On Memorial Weekend, we culminated our work with our bee expedition by holding a booth at the Columbia Heights Farmers Market. We had two goals: first, to educate the public about Colony Collapse Disorder; and second, to raise money to buy a beehive for the rooftop of our school.
To prepare, students rolled beeswax candles, which they sold for five dollars a set. Thanks to the families of Cheyenne, Nico, Jada, and Rebecca for helping us in the classroom with the candle making! When they learned about pollination in the garden with Ms. Yamamoto, Akesh’s mom, they planted seeds for plants that honeybees pollinate, like watermelon, cucumber, zucchini, and sweet peppers. They sold the seedlings for three dollars each.
Then, the students practiced persuasive writing by writing persuasive paragraphs that persuade people to advocate for bees. They brainstormed reasons why bees are important and turned those into a persuasive paragraph that also detailed the steps of the pollination process.

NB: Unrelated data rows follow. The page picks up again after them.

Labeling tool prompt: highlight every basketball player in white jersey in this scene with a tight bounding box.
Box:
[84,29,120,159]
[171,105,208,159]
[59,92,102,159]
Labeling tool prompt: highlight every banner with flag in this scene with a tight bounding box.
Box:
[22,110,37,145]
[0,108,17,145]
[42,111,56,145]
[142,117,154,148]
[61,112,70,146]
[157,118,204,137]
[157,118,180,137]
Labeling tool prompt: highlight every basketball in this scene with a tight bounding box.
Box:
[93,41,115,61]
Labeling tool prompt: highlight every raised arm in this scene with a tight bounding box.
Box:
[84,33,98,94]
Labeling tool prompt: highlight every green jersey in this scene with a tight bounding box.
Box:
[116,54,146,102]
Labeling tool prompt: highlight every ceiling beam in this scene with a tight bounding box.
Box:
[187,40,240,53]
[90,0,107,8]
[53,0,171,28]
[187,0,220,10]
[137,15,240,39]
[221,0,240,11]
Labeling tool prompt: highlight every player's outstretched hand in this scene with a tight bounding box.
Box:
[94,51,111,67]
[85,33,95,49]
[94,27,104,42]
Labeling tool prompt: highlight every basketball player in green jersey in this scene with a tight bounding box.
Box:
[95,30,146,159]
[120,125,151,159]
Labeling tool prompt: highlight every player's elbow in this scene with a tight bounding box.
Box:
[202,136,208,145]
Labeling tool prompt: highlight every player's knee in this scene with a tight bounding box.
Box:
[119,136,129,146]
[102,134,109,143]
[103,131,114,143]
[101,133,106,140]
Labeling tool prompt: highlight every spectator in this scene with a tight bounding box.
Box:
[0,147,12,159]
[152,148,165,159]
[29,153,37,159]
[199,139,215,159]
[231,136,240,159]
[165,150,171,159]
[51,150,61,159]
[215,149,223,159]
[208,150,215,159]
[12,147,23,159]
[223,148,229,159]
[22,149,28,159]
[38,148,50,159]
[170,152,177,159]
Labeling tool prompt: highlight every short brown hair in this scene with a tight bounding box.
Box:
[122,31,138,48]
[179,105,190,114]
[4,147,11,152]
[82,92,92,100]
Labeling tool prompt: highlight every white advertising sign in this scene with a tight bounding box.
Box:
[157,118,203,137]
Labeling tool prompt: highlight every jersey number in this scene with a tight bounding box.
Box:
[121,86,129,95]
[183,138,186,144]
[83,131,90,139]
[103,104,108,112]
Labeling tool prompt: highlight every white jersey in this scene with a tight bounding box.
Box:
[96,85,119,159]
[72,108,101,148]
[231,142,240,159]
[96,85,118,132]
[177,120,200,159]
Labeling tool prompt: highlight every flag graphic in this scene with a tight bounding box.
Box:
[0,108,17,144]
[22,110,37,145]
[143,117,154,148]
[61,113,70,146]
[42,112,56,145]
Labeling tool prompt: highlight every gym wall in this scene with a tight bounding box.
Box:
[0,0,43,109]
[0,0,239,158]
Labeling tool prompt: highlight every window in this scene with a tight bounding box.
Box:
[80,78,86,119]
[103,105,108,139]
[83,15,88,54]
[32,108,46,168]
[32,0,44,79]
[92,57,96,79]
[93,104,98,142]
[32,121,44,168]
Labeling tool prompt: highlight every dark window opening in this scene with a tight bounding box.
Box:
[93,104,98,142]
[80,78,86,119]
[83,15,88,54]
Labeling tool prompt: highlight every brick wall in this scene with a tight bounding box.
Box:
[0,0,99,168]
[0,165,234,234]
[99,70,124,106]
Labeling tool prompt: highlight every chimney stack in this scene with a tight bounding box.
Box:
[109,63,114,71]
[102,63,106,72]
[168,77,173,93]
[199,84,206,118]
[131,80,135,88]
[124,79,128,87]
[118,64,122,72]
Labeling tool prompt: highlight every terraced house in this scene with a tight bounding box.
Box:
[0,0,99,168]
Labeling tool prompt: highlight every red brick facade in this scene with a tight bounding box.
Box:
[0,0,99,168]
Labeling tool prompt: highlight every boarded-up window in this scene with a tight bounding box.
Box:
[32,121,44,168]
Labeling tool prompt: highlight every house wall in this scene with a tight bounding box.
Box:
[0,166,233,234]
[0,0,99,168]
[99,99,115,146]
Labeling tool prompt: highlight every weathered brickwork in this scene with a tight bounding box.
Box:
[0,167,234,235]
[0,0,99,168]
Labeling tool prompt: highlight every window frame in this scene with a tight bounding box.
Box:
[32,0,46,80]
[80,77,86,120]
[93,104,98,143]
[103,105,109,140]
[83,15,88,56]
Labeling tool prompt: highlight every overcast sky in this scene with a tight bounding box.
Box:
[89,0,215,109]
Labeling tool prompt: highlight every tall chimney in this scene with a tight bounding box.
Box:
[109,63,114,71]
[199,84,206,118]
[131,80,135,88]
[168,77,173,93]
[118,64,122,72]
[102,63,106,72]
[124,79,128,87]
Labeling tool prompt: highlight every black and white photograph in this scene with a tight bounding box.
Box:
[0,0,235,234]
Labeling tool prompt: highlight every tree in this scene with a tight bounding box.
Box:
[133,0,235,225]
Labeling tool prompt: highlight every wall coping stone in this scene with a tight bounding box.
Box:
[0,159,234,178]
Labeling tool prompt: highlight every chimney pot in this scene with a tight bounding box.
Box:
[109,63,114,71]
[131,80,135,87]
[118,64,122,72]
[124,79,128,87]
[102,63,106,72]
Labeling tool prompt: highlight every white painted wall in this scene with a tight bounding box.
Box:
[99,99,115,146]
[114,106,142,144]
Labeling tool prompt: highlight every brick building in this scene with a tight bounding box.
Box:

A group of students worked together to combine students’ individual paragraphs into one class paragraph. That paragraph was turned into a tag for the plants. Similarly, they wrote a paragraph about beeswax and its many uses for the beeswax candles. Jener, Natalie, and Rebecca drew pictures of honeybees for the bee tags, while many other students drew the fruits and vegetables for the plant tags.
Students made signs, flyers, and posters to teach others about their learning and the importance of the honeybee.
Once we were there, students passed out flyers, sold candles, and taught the public about the importance of advocating for honeybees.
Altogether we raised close to six hundred dollars to put toward a rooftop beehive for our school! Perhaps more importantly, though, our students had the opportunity to advocate for a cause they worked for and share their learning broadly.